Le milieu du mois d’août peut être l’occasion pour le Parisien ou le touriste visitant Paris de découvrir un patrimoine architectural et religieux méconnu pour y admirer, y méditer, y prier. C’est le cas de l’église du Saint-Esprit dans le douzième arrondissement, une petite perle qui prouve que l’art chrétien était encore bien vivace en France dans le premier XXème siècle, avant la seconde guerre mondiale et la catastrophe conciliaire.
 

Les touristes du monde entier connaissent et visitent Notre-Dame de Paris, la Sainte-Chapelle, proche, chefs d’œuvre de l’art gothique.
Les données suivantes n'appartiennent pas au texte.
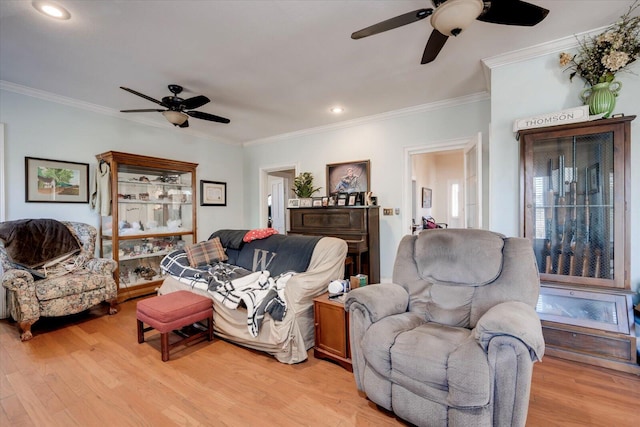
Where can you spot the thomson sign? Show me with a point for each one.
(572, 115)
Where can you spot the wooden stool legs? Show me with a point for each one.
(165, 347)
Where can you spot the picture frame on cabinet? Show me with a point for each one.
(348, 177)
(213, 193)
(293, 203)
(56, 181)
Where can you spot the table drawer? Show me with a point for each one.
(618, 347)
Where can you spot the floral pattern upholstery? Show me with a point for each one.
(70, 287)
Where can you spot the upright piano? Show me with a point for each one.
(359, 226)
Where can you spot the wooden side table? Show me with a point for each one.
(332, 331)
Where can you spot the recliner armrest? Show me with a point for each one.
(515, 319)
(16, 279)
(379, 301)
(101, 265)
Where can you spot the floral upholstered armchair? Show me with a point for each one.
(67, 285)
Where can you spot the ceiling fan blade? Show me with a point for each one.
(434, 46)
(207, 116)
(513, 12)
(145, 110)
(195, 102)
(142, 95)
(392, 23)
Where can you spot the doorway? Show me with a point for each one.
(444, 182)
(276, 183)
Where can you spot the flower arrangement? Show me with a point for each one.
(600, 57)
(303, 185)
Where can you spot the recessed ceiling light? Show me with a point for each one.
(51, 9)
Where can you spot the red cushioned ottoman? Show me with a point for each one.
(170, 312)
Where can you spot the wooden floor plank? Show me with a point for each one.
(87, 368)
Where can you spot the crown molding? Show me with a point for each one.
(409, 111)
(542, 49)
(98, 109)
(554, 46)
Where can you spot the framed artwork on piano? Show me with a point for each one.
(348, 177)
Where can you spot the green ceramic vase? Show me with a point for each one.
(601, 97)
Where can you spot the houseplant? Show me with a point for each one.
(600, 57)
(303, 185)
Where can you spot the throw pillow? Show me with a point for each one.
(205, 253)
(259, 233)
(35, 242)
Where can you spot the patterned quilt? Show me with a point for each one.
(232, 286)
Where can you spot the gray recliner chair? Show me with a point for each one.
(452, 341)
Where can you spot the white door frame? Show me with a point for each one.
(453, 144)
(264, 190)
(477, 145)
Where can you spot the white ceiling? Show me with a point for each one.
(272, 67)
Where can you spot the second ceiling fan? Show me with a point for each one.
(177, 110)
(451, 17)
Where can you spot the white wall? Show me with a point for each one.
(40, 128)
(538, 86)
(383, 142)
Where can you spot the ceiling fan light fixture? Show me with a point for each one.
(175, 117)
(454, 16)
(51, 10)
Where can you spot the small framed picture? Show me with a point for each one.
(213, 193)
(56, 181)
(348, 177)
(294, 203)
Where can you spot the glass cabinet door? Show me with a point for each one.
(574, 203)
(152, 214)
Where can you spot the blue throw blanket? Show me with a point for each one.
(278, 254)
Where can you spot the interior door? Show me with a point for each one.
(473, 183)
(277, 205)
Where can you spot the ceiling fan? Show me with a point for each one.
(176, 108)
(451, 17)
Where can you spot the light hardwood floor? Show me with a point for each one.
(89, 369)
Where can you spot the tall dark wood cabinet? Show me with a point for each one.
(152, 214)
(575, 199)
(359, 226)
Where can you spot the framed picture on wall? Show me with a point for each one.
(213, 193)
(349, 177)
(426, 197)
(293, 203)
(56, 181)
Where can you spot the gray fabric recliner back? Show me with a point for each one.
(450, 287)
(452, 340)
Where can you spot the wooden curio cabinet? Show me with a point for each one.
(152, 213)
(575, 200)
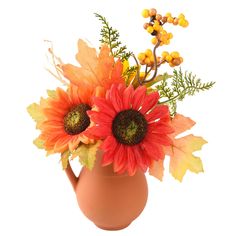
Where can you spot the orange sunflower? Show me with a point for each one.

Le curieux des immenses richesses de Paris s’intéresse aussi à Saint Gervais Saint Protais, gothique tardive, Saint Etienne du Mont, renaissante, Saint Roch, classique, la Madeleine, néoclassique, le Sacré-Cœur, composite néobyzantin, et c’est souvent à peu près tout – à part les lecteurs de Dan Brown qui ajoutent Saint Sulpice à la liste. Des érudits, déjà, s’intéressent aux églises du temps de Napoléon III, dont Saint Augustin, avec son architecture intérieure métallique, mais pratiquement tous ignorent les édifices du XXème siècle. La chose est dommage, car il existe deux XXème siècle : l’un avant 1940, qui produit des édifices souvent intéressants et absolument méconnus, l’autre après 1945 qui se vide volontairement de tout souci esthétique et aboutit à des constructions absurdes qui ne ressemblent plus à des églises, comme Notre Dame de l’Arche d’Alliance dans le XVème arrondissement, gros cube entouré de piquants métalliques. Le premier XXème siècle comprend donc, dans beaucoup de quartiers de Paris, des édifices majeurs qui montrent la vivacité de l’art chrétien, comme Saint Odile dans le XVIIème arrondissement, Saint Pierre de Chaillot dans le VIIIème, le Saint-Esprit dans le XIIème.
 

L’Eglise du Saint-Esprit écartée par les « laïques »

 
L’église du Saint-Esprit, qui possède sa beauté particulière, reconnue par l’inscription aux monuments historiques en 1979, reste une des plus ignorées, étant située dans un environnement peu flatteur, il faut bien le reconnaître. En outre, elle est éloignée d’un hectomètre de ce qui aurait dû être son emplacement dans un Etat chrétien. Jusqu’au Second Empire inclus, les édifices catholique d’importance dominent les places parisiennes, qu’ils y soient intégrés dès l’origine dans le projet d’aménagement, comme Saint Pierre de Montrouge, ou dégagés à posteriori, suivant l’exemple le plus célèbre et abouti de Notre Dame de Paris. L’église du Saint-Esprit, elle, est distante d’une centaine de mètres de la place Félix Eboué (Place Daumesnil jusqu’en 1947), rejetée loin du centre qu’elle aurait du occuper par la rupture laïque imposée par la IIIème République après 1905. Elle se dresse donc sur une parcelle relativement étroite de l’avenue Daumesnil, avec une façade au nord entre deux immeubles d’habitation. L’environnement esthétique est dégradé à l’ouest et au sud par la construction récente d’immeubles laids, ou même de barres d’HLM de l’autre côté de la rue Claude Decaen, en face de l’abside de l’église. Mais une fois extraite de cette malheureuse gangue, elle offre des trésors au connaisseur.
 

Bâtir une église au vingtième siècle : les chantiers du cardinal

 
Dans un quartier de Paris qui se densifiait depuis les années 1860, l’urgence de bâtir une nouvelle église s’est imposée dans les années 1920, en même temps que l’érection d’une nouvelle paroisse. Jusqu’en 1932, le territoire de celle-ci dépendait de Notre-Dame de Bercy, au sud des voies ferrées conduisant à la Gare de Lyon – la grande coupure physique du XIIème arrondissement. Notre Dame de Bercy était une église néoclassique tardive de 1873. Sans intérêt architectural, elle abrite de beaux tableaux religieux des XVIIème et XVIIIème siècles – dont des œuvres de Jacques Stella et Daniel Hallé.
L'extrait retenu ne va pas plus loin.